2 — Adequate. Per-task results, prompts, and tool definitions are published; traces or transcripts are available for inspection.
3 — Strong. All artefacts are versioned and reproducible: prompts, tool implementations, per-task results, and full traces. Results across model/agent versions are tracked over time.
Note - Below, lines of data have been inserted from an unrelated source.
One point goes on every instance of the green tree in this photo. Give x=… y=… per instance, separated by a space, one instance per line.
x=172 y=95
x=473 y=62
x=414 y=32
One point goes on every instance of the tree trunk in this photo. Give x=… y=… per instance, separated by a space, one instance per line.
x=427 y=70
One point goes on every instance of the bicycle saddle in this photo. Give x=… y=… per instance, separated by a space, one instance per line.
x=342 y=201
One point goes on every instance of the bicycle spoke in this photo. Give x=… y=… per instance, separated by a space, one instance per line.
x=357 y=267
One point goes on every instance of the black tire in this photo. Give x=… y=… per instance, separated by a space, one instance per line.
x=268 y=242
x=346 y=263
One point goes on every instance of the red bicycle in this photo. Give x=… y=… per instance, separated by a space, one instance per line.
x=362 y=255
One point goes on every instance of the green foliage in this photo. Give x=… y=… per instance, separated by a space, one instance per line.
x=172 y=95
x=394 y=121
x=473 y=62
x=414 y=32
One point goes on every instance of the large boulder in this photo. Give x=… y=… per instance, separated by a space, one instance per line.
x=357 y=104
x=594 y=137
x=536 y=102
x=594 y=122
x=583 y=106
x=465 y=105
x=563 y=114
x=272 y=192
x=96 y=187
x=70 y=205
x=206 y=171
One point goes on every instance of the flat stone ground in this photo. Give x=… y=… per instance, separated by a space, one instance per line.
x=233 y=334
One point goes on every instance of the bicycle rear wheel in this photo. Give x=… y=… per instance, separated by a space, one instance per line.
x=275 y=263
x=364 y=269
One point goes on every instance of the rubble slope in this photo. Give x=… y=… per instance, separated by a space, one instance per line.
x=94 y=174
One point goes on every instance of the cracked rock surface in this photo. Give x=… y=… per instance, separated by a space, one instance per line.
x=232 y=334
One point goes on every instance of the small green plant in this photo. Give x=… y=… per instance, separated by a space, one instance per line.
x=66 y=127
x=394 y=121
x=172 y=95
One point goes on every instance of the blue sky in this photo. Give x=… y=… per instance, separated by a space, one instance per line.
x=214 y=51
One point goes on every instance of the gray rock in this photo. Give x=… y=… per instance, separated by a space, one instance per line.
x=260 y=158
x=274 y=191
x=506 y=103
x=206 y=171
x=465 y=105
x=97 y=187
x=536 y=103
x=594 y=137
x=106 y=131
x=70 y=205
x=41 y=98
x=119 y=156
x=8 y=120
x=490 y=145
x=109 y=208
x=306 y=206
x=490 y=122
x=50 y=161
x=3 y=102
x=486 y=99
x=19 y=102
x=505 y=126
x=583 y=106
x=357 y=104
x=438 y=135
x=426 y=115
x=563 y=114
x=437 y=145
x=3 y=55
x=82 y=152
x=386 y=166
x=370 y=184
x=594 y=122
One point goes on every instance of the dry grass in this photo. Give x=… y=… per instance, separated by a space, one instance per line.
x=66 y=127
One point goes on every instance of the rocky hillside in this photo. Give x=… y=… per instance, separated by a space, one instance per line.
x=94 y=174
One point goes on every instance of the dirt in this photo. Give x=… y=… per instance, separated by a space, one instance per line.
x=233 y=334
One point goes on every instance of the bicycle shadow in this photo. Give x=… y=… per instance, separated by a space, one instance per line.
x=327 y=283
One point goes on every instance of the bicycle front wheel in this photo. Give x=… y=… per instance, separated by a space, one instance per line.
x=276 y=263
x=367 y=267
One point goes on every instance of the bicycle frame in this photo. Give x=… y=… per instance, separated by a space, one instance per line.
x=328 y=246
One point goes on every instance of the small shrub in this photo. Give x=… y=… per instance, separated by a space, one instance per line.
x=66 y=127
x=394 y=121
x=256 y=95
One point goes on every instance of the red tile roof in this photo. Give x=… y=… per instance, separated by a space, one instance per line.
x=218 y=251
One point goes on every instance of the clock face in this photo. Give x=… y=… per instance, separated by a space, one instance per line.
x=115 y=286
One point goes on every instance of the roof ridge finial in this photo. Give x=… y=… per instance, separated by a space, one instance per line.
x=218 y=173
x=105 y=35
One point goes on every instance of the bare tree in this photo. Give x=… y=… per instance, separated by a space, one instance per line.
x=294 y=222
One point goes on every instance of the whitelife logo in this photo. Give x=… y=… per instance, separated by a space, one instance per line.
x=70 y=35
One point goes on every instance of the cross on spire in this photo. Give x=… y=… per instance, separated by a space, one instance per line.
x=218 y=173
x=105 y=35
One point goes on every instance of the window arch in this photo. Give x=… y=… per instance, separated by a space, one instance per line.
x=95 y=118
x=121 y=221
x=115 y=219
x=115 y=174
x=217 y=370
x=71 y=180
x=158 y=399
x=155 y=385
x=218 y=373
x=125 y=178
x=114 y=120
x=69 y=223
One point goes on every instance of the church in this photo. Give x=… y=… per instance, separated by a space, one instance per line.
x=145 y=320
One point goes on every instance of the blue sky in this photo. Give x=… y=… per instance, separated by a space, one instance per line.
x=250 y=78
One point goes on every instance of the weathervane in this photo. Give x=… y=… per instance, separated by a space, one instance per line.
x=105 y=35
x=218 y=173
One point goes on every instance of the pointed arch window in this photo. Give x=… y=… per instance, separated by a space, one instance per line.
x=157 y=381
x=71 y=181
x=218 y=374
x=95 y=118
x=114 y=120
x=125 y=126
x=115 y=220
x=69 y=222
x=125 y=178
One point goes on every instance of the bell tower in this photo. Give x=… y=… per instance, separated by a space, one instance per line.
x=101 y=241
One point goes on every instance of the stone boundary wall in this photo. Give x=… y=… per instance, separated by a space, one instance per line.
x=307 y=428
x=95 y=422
Transparency of limitations

0 — Absent. No discussion of limitations; results presented as definitive.
1 — Inadequate. Boilerplate caveat only (“results may not generalise”).
2 — Adequate. Specific known limitations are listed (coverage gaps, language scope, threat-model assumptions, contamination risk).
3 — Strong. Limitations are quantified where possible, threat-model boundaries are explicit, and the benchmark documents what it does not claim to measure.

Reproducibility

0 — Absent. Cannot be reproduced from public artefacts.
1 — Inadequate. Partial artefacts; dependency or runtime details missing; non-deterministic without seeds.
2 — Adequate. Public, runnable artefact with pinned dependencies; seeded runs produce comparable results within a documented variance.
3 — Strong. One-command reproduction with containerised runtime, pinned dependencies, recorded seeds, and documented variance bounds. CI runs the benchmark on each release.

Scoring procedure

Raters. Single rater for routine catalogue review; two raters with adjudication for any benchmark a published recommendation will rest on.
Evidence. Cite a section, table, or repository path for each score. For per-task evidence, link to the artefact location (e.g., the GitHub directory containing per-task transcripts).
Recency. Re-score when the benchmark publishes a new version or when the agentic threat landscape it claims to cover materially shifts.
Recording. File the completed scoresheet under scoresheets/ using the naming convention benchmark-{benchmark-slug}.md.

Aggregation rule

Maximum raw score: 15 (5 criteria × 3).
Floor rule: any criterion at 0 fails the rubric outright; two or more criteria at ≤ 1 also fail.
Verdict bands:
- ≥ 12 with no criterion below 2 → Recommended; cite confidently.
- 9–11 with no criterion below 2 → Cite with caveats noted alongside the entry.
- < 9, or any criterion at 0–1 → Do not cite as authoritative; treat as exploratory only.

Scoresheet template

---
rubric: benchmark-quality-rubric.md
artefact: <benchmark name>
artefact_version: <release tag or commit SHA>
artefact_url: <link to benchmark repository or paper>
scored_by: <name or handle>
scored_on: <YYYY-MM-DD>
rater_count: <1 or 2-with-adjudication>
---

## Scores

| Criterion | Score (0–3) | Evidence | Notes |
|---|---|---|---|
| Scope and relevance to agentic systems | | | |
| Methodological soundness | | | |
| Evidence requirements | | | |
| Transparency of limitations | | | |
| Reproducibility | | | |

## Aggregate

- Raw total: __ / 15
- Floor rule triggered: <yes/no, which criterion>
- Verdict: <Recommended / Cite with caveats / Do not cite>

## Reviewer commentary

<2–4 sentences on what's strongest, what's weakest, and what would lift the score.>

Inter-rater agreement

Pilot pending. Target Cohen’s κ ≥ 0.6 on a 12-benchmark pilot before this rubric is treated as load-bearing for catalogue inclusion. Until then, scores are guidance and disagreements should be resolved through discussion.